“Hold the Devil” arrives with the kind of premise that refuses to sit quietly: Oscar winner Da’Vine Joy Randolph and Oscar nominee Demián Bichir have signed on for an action-thriller that throws murderous Mexican cartels, possessed children and supernatural forces into the same blast radius.

The package alone makes this one hard to ignore. Álex de la Iglesia, the filmmaker behind “The Day of the Beast,” will direct from a screenplay by Joe Barton, whose recent credits include “Black Doves” and “The Ritual.” That combination signals a project aiming to balance sharp genre mechanics with something darker and stranger, rather than settling for a conventional crime thriller with a horror coating.

With Randolph, Bichir, de la Iglesia and Barton in the mix, “Hold the Devil” looks built to chase both prestige attention and hardcore genre fans.

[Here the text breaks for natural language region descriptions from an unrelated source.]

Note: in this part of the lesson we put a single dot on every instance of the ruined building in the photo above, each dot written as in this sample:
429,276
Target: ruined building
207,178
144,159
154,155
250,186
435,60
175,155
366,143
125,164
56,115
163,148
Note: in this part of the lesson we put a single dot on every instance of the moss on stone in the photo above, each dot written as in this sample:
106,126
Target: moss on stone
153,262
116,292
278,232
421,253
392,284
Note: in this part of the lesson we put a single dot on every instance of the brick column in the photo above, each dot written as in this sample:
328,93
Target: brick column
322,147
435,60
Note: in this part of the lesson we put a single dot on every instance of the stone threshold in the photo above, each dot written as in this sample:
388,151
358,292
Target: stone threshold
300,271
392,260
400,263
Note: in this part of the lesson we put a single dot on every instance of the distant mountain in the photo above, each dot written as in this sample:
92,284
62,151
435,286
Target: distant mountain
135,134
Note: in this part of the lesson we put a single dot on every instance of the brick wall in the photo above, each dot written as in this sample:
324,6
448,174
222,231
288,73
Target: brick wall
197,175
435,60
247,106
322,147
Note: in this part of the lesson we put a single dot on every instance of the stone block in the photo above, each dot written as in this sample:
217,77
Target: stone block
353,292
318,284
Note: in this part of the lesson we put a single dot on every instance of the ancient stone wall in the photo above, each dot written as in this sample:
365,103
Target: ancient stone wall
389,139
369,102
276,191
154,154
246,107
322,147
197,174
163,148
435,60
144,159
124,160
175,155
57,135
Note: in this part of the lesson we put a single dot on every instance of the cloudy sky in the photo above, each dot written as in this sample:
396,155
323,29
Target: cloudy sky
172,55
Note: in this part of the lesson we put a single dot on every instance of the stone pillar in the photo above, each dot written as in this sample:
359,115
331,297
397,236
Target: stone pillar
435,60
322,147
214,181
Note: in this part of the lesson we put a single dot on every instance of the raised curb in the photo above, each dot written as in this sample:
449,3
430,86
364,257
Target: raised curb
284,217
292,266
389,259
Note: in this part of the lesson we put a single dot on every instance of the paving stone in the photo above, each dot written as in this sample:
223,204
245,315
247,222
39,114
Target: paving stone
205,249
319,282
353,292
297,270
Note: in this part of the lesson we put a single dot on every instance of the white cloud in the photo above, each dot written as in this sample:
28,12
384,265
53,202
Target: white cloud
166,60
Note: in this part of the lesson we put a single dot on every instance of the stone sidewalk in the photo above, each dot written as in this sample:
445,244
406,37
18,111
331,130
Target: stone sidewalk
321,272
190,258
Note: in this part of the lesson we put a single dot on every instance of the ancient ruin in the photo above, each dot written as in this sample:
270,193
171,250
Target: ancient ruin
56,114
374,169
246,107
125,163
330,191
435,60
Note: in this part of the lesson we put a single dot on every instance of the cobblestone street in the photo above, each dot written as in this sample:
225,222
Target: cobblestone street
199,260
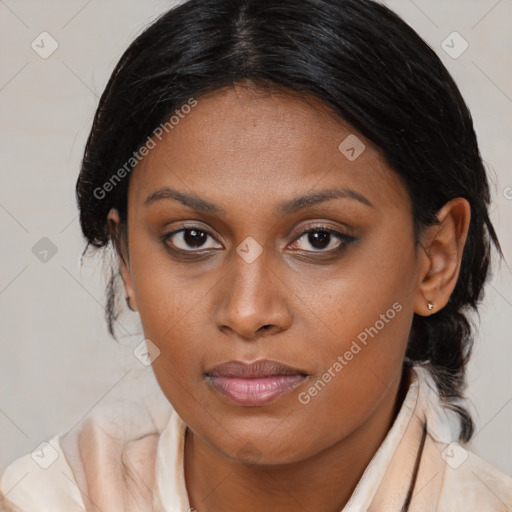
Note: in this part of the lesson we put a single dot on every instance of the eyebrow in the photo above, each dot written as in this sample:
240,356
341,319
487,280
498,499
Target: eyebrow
285,208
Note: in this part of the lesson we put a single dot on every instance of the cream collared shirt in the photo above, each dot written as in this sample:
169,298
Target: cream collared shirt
128,456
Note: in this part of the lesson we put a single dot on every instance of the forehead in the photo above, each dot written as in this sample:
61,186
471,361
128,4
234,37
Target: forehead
262,146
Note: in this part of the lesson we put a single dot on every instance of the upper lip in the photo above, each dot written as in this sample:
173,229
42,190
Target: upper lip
257,369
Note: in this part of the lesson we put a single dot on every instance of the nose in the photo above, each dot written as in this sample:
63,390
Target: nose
252,300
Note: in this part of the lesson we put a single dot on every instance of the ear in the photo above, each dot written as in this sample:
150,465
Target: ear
440,256
122,256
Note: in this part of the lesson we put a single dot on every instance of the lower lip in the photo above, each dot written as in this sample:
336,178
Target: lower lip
257,391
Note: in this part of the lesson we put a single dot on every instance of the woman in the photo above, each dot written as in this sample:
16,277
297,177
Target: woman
300,213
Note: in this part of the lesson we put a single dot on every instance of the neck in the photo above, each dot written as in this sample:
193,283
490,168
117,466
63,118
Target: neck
323,483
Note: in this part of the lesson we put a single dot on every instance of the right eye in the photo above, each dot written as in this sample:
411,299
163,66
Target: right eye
190,237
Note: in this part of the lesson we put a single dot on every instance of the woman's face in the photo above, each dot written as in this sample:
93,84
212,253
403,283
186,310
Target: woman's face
256,210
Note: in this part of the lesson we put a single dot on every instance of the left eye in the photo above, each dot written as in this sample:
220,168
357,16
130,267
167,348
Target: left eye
322,240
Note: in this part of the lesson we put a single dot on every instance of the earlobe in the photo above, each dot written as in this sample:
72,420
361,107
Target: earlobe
113,220
441,252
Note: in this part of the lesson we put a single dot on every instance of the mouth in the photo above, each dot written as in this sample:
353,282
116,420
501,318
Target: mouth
256,383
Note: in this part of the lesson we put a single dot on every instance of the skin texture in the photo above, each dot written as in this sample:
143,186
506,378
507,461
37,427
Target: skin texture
247,151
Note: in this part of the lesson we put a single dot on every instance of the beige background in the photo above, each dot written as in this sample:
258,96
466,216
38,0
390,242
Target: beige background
57,360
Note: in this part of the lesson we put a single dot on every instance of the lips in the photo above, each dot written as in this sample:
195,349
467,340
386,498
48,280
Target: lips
254,384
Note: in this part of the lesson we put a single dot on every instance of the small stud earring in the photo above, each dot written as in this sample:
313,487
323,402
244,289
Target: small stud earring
127,298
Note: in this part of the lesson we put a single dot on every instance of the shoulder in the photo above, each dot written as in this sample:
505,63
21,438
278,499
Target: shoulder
105,459
42,481
471,483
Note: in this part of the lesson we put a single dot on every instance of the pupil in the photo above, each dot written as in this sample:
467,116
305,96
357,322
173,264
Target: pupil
319,239
194,238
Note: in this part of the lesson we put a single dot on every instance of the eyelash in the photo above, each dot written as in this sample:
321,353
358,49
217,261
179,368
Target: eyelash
342,237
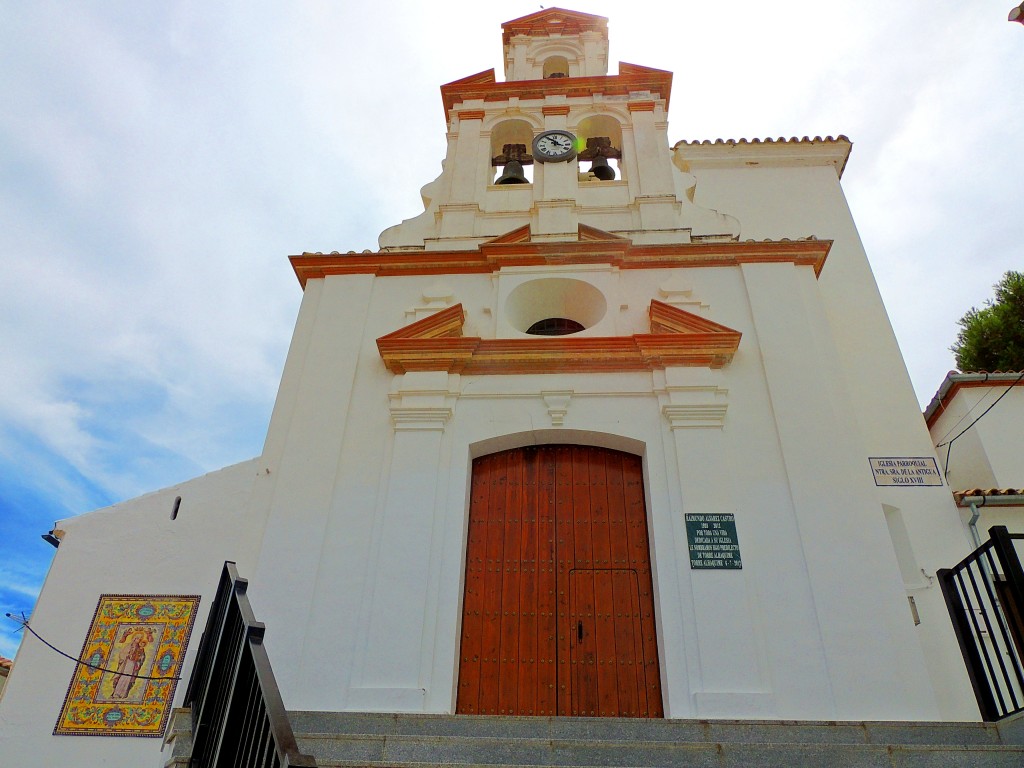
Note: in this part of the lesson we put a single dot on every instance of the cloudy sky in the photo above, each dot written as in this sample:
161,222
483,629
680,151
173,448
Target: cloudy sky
159,161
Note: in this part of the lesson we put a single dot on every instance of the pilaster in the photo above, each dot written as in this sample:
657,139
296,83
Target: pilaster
392,672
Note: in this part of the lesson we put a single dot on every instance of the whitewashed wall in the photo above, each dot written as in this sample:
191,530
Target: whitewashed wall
130,548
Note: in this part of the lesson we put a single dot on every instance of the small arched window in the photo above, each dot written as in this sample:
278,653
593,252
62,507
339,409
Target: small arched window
555,327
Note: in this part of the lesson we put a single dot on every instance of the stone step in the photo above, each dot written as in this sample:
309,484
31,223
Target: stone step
420,740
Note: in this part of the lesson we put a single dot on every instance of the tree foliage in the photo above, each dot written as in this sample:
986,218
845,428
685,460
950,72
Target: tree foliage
992,338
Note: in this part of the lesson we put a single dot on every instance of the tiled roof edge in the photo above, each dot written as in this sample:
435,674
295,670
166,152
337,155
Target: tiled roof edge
961,495
954,378
769,140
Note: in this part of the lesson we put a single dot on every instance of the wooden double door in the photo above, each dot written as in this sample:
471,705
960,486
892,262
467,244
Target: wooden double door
558,614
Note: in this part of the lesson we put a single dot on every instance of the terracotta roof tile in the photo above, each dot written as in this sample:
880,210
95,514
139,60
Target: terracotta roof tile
769,140
960,495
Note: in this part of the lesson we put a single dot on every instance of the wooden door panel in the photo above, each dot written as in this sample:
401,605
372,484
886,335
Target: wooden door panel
557,543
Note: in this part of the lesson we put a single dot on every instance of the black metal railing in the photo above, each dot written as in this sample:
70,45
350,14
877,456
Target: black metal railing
985,596
239,719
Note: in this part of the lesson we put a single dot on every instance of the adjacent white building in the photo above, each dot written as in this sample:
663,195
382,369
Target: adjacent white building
721,358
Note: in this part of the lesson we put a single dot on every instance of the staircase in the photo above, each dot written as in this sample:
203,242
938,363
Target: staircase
421,740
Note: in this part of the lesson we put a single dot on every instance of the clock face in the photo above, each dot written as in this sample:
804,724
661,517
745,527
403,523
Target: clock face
554,146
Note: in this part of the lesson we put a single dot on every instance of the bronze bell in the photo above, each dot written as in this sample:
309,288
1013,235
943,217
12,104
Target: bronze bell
513,174
601,169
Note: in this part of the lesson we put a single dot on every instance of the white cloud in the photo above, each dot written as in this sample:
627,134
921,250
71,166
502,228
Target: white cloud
159,162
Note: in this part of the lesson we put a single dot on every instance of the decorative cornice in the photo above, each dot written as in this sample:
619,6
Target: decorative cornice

Reports indicate the film is now being launched into the market, a key step that will determine how quickly the project moves from headline to production. The setup suggests a movie that wants scale as much as shock value, using cartel violence as a real-world threat while pushing into possession and the supernatural. That tonal mix can misfire in lesser hands, but the talent attached gives this package immediate weight.

Key Facts

  • Da’Vine Joy Randolph and Demián Bichir will star in “Hold the Devil.”
  • Álex de la Iglesia will direct the action-thriller.
  • Joe Barton wrote the screenplay; his credits include “Black Doves” and “The Ritual.”
  • The story involves Mexican cartels, possessed children and supernatural forces.

For Randolph, the role marks another high-profile move after her Oscar win, while Bichir brings established gravitas to material that could easily tilt into pulp. De la Iglesia’s involvement matters just as much. He has long shown a taste for stories that weaponize chaos, religion and fear, and this project appears to fit squarely inside that lane. Sources suggest the creative team sees “Hold the Devil” as more than a simple action vehicle.

The next phase will matter. Market response, financing and distribution decisions will shape whether “Hold the Devil” becomes a niche genre play or one of the more ambitious international thrillers on the horizon. Either way, this early signal already stands out: in a crowded film landscape, a project that blends awards-caliber actors with occult mayhem and cartel violence knows exactly how to get attention.